Nuage de cendres: des vols transatlantiques déroutés

ISLANDE Eyjafjöll refait parler de lui...

C.C. avec agence

— 

HO NEW / REUTERS

DERNIERE INFORMATION: Une concentration potentiellement dangereuse de cendres au-dessus de l'Atlantique nord oblige à dévier la trajectoire de certains vols transatlantiques vers le sud, a annoncé Eurocontrol.

Cet article est actualisé régulièrement, cliquez ici pour rafraîchir

Un calme relatif. Si l'activité du volcan islandais Eyjafjöll s'est stabilisée ces dernières 12 heures après un regain d'activité jeudi soir, le nuage de cendres qui s'en échappe vers le sud-ouest de l'Europe oblige à dévier la trajectoire de certains vols transatlantiques vers le sud, a annoncé ce vendredi Eurocontrol. Un déroutage qui pourra entraîner certains retards selon l'agence européenne de sûreté aérienne.

Le nuage passe au large des côtes françaises

«Là maintenant, nous sommes très loin des quantités de cendres émises dans les premiers jours de l'éruption (...) Cependant, lorsqu'il y a plus d'activité explosive, la cendre devient plus fine et si l'activité augmente, cela pourrait poser des problèmes à l'espace aérien européen», avait expliqué plus tôt le géologue islandais Björn Oddsson.

Et ses cendres sont passées au large des côtes ouest de la France ce vendredi, selon Météo France, pour atteindre l'espace aérien portugais. Cependant, la faible densité du nuage n'affecte pas le trafic pour autant, selon les autorités portugaises. En revanche, selon celles-ci, un autre nuage de cendres, plus élevé et de densité supérieure, est attendu dans l'espace aérien portugais avant la fin de la journée, notamment au nord de Lisbonne, «créant une zone dangereuse pour les vols».

Une activité «sensiblement égale à celle du premier épisode»

«Le panache s'étend et descend le long de l'Atlantique, avec une composante sud», a indiqué Roxane Désiré, prévisionniste, soulignant que l'activité du volcan était «sensiblement égale à celle du premier épisode» à la mi-avril.

Pour le week-end, «la situation météorologique va rester favorable au maintien du panache sur l'Atlantique, et donc pas sur la France, mais on va surveiller sa progression vers le sud», a-t-elle indiqué. En effet, l'extrémité sud du panache, au large du nord de l'Espagne et du sud de la France, «pourrait être reprise dans des vents du sud-ouest, donc revenir sur la France».

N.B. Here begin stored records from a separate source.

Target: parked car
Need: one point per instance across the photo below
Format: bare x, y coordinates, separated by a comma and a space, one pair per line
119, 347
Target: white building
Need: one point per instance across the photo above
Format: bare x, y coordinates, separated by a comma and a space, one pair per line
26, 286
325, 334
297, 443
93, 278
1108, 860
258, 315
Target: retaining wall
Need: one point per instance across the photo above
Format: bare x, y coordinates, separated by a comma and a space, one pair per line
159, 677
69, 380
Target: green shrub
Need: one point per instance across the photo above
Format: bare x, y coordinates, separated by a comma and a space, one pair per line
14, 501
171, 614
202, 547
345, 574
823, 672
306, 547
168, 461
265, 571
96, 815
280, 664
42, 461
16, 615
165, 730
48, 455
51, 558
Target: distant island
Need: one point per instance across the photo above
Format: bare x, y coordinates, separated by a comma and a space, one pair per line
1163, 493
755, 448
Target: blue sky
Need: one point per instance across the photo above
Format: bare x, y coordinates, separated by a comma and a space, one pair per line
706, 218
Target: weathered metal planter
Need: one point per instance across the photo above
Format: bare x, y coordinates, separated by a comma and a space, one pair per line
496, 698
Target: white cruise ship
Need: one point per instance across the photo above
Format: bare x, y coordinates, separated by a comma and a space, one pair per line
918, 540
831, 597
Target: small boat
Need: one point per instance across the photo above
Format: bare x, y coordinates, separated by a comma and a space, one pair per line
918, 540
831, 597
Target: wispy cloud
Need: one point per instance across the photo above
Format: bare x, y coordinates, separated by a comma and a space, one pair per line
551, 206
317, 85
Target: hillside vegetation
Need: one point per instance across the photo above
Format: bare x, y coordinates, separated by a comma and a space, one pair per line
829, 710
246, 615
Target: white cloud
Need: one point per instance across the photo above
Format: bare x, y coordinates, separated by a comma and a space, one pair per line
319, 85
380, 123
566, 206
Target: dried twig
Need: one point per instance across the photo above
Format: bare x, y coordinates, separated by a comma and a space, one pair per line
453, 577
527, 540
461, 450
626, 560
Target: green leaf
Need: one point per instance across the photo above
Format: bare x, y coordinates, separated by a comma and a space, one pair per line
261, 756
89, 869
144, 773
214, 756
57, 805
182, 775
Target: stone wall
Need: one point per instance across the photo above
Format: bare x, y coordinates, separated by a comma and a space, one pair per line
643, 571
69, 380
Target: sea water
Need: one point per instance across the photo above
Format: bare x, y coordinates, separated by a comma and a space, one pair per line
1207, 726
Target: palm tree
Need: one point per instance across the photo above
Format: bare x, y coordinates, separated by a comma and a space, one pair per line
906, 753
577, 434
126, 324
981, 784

«Aucun signe de fin d'éruption»

«L'éruption est redevenue explosive, la lave a cessé de s'écouler et la plupart du magma est projeté dans tous les sens en raison des explosions dans le cratère», selon un rapport de l'Office météorologique islandais et de l'Institut islandais des sciences de la Terre paru jeudi.

«Le panache de cendres s'élève haut au-dessus du cratère (4.000 à 7.000 mètres) et des retombées de cendres considérables sont à attendre sous la direction du vent», poursuit le rapport. «Il n'y a aucun signe de fin d'éruption», conclut-il.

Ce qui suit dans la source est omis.